代码改变世界

Oracle:Using the DBMS_STATS-package

2011-07-19 13:19  Tracy.  阅读(481)  评论(0编辑  收藏  举报

原文地址

http://asktom.oracle.com/pls/apex/f?p=100:11:0::::P11_QUESTION_ID:735625536552

You Asked

We are doing performance-testing of SQL-statements in our project. When running 
explain-plans on the statements, the results are often not realistic due to the fact that 
we have not loaded the tables with data, and therefore the indexes, in most cases, will 
not be used as they will in production.

I found the DBMS_STATS-package and am wondering if I can use this package to virtually 
load my test-environment when using the explain-plan. Our Oracle-support team doubt that 
it will be possible to extract the data using GET/EXPORT_TABLE/INDEX/COLUMN_STATS, 
modifying the data and then using SET/IMPORT_TABLE/INDEX/COLUMN_STATS to put new 
statistics back into the data-dictionary-tables.

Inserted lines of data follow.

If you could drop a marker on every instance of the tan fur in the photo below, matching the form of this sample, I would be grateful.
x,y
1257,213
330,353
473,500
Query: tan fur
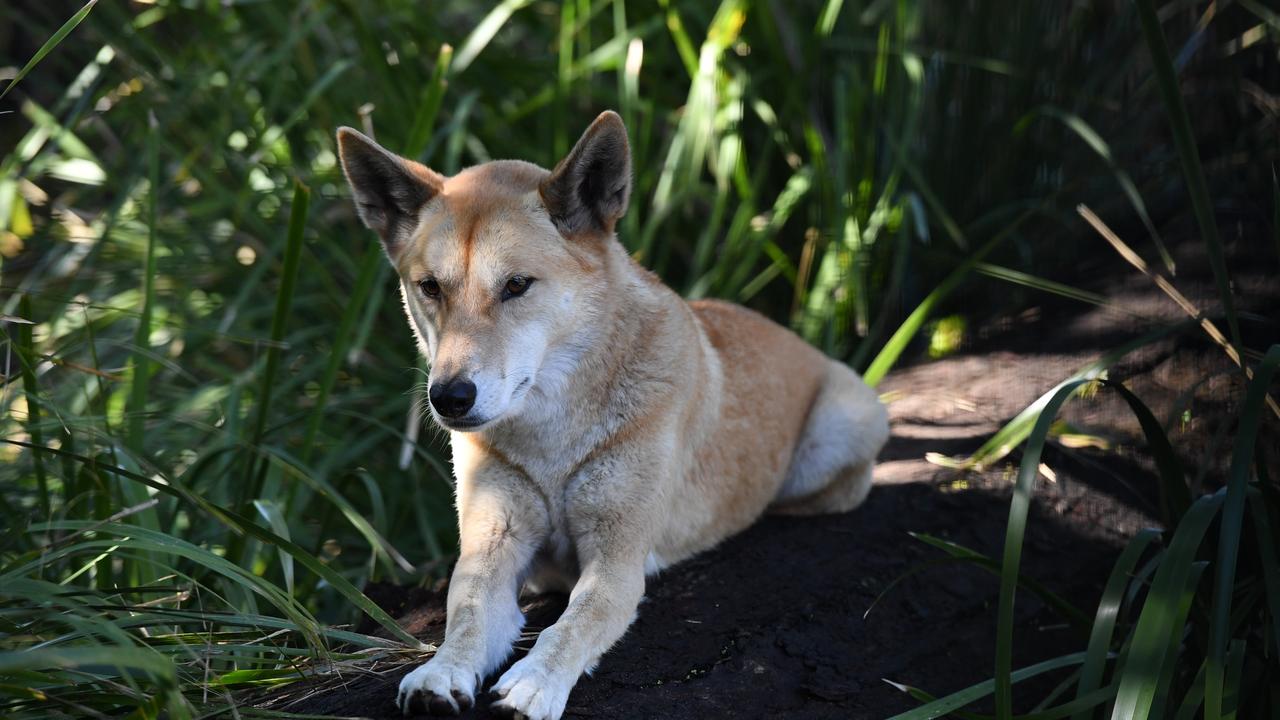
x,y
649,428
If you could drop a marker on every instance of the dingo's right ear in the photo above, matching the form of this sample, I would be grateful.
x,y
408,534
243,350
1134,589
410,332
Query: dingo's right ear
x,y
388,190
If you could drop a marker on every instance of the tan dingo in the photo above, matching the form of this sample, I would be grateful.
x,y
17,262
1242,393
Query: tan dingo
x,y
602,427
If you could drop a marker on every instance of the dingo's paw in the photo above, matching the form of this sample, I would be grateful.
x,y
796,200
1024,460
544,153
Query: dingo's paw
x,y
529,692
439,688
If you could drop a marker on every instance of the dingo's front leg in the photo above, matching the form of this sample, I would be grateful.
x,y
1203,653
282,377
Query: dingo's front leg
x,y
501,528
612,524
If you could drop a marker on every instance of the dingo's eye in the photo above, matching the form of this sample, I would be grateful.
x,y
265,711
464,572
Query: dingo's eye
x,y
516,286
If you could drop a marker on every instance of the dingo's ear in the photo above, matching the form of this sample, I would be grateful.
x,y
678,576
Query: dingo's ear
x,y
589,188
388,190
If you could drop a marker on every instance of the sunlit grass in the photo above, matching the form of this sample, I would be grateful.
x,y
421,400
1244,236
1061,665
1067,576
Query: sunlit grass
x,y
208,432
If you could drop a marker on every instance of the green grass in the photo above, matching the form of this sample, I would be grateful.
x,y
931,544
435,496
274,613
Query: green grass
x,y
208,410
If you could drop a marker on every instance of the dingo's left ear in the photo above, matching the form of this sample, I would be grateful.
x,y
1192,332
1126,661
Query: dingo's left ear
x,y
389,190
589,188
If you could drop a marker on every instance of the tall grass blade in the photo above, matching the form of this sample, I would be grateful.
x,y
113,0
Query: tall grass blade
x,y
27,361
243,525
1229,537
1166,77
1159,624
1014,532
429,106
49,45
1109,613
484,32
1267,545
897,342
279,319
142,337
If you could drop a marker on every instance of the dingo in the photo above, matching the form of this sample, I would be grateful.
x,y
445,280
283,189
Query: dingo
x,y
602,428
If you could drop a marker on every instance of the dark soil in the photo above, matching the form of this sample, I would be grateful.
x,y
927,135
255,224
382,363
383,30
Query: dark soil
x,y
784,619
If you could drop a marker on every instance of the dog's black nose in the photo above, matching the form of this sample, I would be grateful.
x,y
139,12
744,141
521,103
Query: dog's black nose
x,y
453,397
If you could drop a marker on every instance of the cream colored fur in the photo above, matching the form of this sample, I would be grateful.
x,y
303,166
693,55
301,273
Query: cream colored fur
x,y
622,428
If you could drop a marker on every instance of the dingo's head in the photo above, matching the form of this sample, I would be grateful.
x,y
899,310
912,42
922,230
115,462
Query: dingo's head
x,y
499,265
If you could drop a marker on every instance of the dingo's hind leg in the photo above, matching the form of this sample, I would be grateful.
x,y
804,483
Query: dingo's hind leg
x,y
831,468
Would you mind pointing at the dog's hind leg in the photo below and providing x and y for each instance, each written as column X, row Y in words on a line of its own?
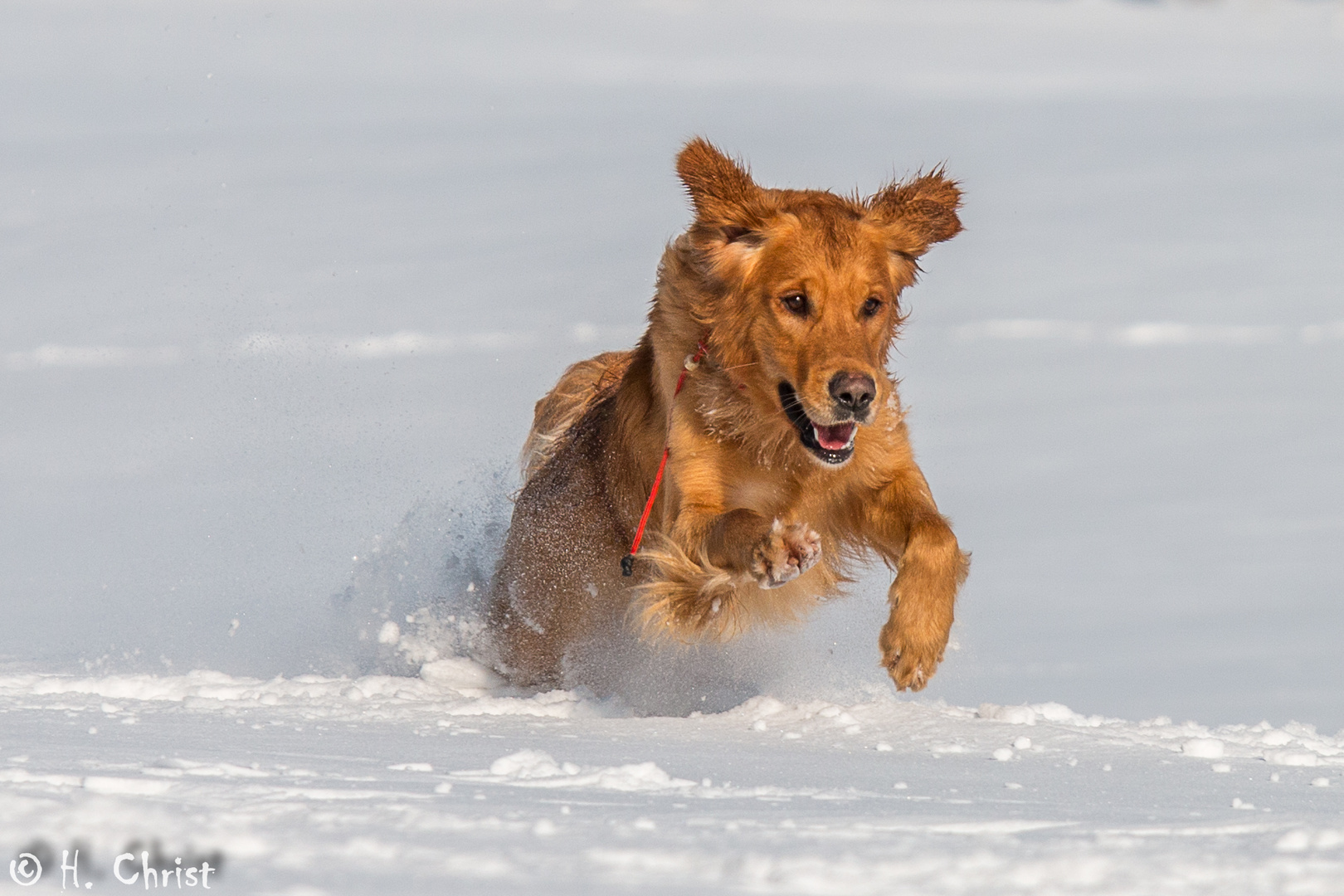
column 580, row 387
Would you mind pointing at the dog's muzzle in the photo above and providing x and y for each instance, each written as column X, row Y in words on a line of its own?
column 830, row 444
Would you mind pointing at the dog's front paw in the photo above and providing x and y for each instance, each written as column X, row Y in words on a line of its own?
column 785, row 553
column 908, row 659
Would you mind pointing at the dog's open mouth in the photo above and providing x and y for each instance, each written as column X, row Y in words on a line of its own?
column 830, row 444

Are there any descriptions on the tables the CREATE_STAT_TABLE makes?

Regards,
Harald 

and we said...

That table structure is not documented and is not designed to be modified by anything 
other then the DBMS_STATS package.  Its sole purpose is to take stats from one database 
to another via export/import in the dbms_stats package.  Attempting to plug your own 
values in there would be difficult at best and potentially harmful at worst.

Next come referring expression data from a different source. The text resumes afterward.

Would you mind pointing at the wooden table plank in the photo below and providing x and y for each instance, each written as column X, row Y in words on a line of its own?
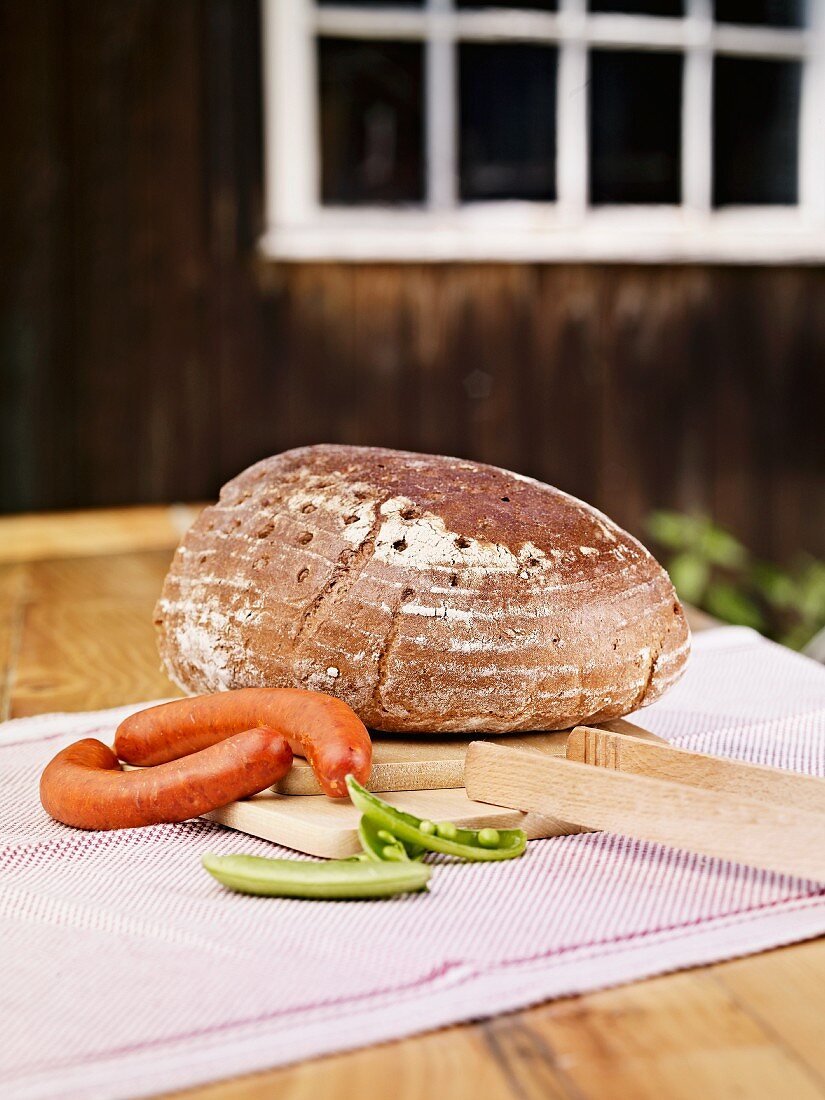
column 101, row 530
column 87, row 640
column 76, row 634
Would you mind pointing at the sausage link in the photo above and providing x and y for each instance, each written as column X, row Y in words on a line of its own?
column 85, row 787
column 321, row 728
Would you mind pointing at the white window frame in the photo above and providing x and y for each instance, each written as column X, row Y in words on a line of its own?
column 298, row 227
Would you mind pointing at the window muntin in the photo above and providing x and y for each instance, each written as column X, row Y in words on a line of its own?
column 473, row 197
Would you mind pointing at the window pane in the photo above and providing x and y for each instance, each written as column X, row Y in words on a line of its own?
column 372, row 121
column 371, row 3
column 635, row 127
column 756, row 121
column 766, row 12
column 524, row 4
column 640, row 7
column 507, row 121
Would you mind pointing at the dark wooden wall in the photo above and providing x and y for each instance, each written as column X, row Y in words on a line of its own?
column 147, row 354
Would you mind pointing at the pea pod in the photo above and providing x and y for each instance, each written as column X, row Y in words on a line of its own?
column 336, row 878
column 378, row 844
column 448, row 838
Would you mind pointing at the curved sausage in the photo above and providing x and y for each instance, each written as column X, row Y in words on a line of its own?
column 84, row 784
column 321, row 728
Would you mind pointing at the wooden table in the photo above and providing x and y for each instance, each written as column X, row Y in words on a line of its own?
column 76, row 597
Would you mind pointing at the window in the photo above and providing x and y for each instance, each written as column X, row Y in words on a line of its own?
column 624, row 130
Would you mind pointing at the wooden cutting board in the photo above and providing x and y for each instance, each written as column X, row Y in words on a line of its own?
column 425, row 777
column 328, row 827
column 427, row 763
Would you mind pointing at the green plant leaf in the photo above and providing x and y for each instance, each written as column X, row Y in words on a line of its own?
column 690, row 575
column 774, row 584
column 723, row 549
column 733, row 605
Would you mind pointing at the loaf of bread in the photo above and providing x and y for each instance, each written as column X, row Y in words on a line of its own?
column 431, row 594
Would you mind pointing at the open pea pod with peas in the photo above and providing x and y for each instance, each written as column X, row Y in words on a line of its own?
column 394, row 835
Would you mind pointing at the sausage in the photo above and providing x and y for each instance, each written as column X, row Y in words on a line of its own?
column 321, row 728
column 85, row 787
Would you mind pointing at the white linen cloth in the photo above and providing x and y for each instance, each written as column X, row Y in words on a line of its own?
column 128, row 970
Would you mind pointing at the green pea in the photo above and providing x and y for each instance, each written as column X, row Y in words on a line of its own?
column 416, row 835
column 394, row 853
column 336, row 878
column 488, row 837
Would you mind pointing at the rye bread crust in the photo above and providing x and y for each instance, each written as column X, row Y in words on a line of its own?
column 432, row 594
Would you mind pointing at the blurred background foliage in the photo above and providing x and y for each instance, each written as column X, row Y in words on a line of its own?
column 714, row 571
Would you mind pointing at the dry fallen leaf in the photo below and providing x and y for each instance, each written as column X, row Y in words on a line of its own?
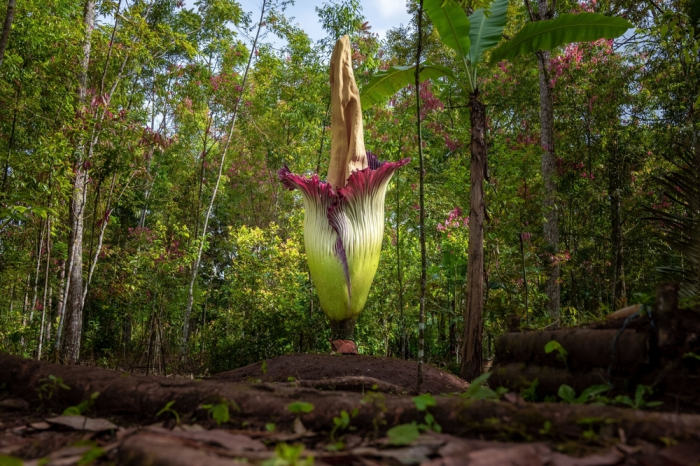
column 82, row 423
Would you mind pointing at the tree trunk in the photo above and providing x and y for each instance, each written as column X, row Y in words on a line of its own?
column 472, row 349
column 619, row 291
column 5, row 37
column 46, row 286
column 423, row 255
column 195, row 265
column 549, row 201
column 73, row 319
column 549, row 207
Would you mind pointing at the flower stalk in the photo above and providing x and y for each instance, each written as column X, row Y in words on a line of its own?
column 344, row 216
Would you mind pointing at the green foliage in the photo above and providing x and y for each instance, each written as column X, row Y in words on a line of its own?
column 451, row 23
column 486, row 29
column 567, row 28
column 342, row 423
column 289, row 455
column 403, row 434
column 477, row 390
column 530, row 393
column 50, row 386
column 300, row 407
column 220, row 411
column 423, row 401
column 387, row 83
column 554, row 345
column 638, row 403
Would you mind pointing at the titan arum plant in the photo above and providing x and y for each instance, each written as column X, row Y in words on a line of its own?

Instead of trying to insert/update rows in that table -- you should just use the other 
entries in the dbms_stats package.  For example, to set the statistics for a table -- you 
would use the dbms_stats.set_table_stats procedure.  It can either put the stats you want 
into the data dictionary directly OR you can have this procedure stuff those stats in the 
table created by CREATE_STAT_TABLE.  You use the formal named arguments in the 
set_table_stats procedure and they'll take care of stuffing them into the table itself.   
You lose NO functionality by doing this -- there would be NOTHING to be gained by 
accessing the table created directly.

You would use the SET_COLUMN|INDEX|TABLE_STATS to set whatever stats you wanted on the 
data.  There would be no reason to modify existing data.  You can see all of the 
"existing" data by querying the data dictionary. 
 
Is it used to set statistics and test the performance i.e. the execution path.

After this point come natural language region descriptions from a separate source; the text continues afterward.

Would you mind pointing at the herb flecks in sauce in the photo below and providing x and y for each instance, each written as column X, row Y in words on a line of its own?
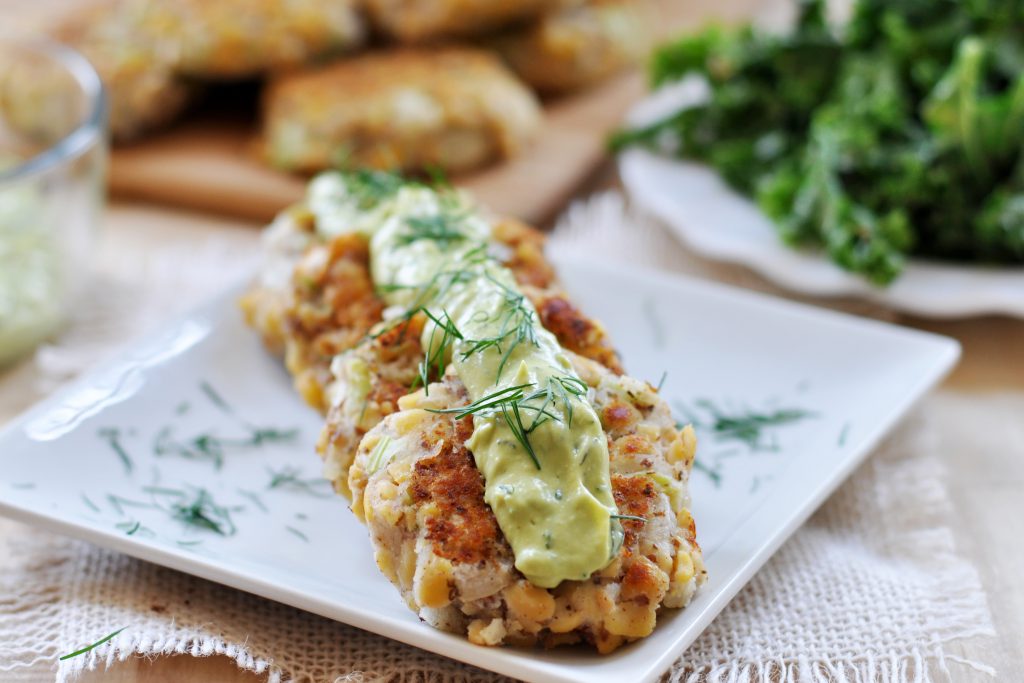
column 535, row 431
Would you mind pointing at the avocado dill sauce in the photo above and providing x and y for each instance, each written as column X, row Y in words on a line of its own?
column 537, row 439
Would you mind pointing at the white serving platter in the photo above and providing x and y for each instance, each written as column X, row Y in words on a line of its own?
column 206, row 375
column 721, row 224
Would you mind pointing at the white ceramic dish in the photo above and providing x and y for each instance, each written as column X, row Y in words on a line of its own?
column 206, row 374
column 719, row 223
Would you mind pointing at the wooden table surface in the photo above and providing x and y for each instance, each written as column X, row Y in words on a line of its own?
column 986, row 488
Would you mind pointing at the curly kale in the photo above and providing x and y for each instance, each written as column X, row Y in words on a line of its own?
column 901, row 133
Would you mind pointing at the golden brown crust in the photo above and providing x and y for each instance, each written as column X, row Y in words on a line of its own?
column 453, row 109
column 465, row 529
column 417, row 20
column 577, row 332
column 245, row 38
column 577, row 47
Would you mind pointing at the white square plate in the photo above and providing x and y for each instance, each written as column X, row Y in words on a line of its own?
column 207, row 375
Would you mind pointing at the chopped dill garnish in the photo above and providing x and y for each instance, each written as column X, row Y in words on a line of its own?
column 442, row 228
column 438, row 353
column 203, row 512
column 113, row 437
column 253, row 498
column 92, row 646
column 291, row 477
column 517, row 327
column 211, row 447
column 119, row 503
column 511, row 401
column 744, row 425
column 129, row 527
column 372, row 187
column 633, row 518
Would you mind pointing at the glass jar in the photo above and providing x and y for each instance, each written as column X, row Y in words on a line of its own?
column 53, row 150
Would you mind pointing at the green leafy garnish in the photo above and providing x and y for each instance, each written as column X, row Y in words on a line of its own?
column 292, row 478
column 901, row 133
column 96, row 644
column 744, row 425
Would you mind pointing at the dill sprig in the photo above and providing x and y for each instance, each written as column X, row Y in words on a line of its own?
column 443, row 228
column 113, row 436
column 558, row 389
column 747, row 426
column 96, row 644
column 518, row 326
column 211, row 447
column 373, row 187
column 132, row 527
column 512, row 401
column 202, row 511
column 292, row 478
column 437, row 353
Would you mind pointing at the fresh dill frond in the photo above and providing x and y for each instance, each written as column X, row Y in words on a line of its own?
column 372, row 187
column 437, row 353
column 113, row 436
column 518, row 326
column 130, row 527
column 513, row 419
column 442, row 228
column 748, row 426
column 96, row 644
column 492, row 401
column 291, row 478
column 204, row 512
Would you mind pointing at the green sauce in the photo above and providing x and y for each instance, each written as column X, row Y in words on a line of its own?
column 537, row 439
column 30, row 273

Actually, We are interested in knowing how we can use and where we can use 
dbms_stats.set_table_stats to the maximum benefit. 


Followup   September 29, 2001 - 2pm Central time zone:

You can use it to transfer the stats from your production system (with all of the data) to your 
test system.  You might do that to review the query plans generated by new/altered queries in your 
application before putting them into production -- so you can see what might be different.

I use it to show the effects of having differeing numbers of rows/blocks in tables.  For example, 
in order to demonstrate a point -- I might analyze an empty table -- run a query and show the plan. 
 Then, I will use dbms_stats to trick the optimizer into thinking there are LOTS and LOTS of rows 
and blocks in there and how the different plans.  You can use this to see how the optimizer will 
change its mind about the proper plan over time.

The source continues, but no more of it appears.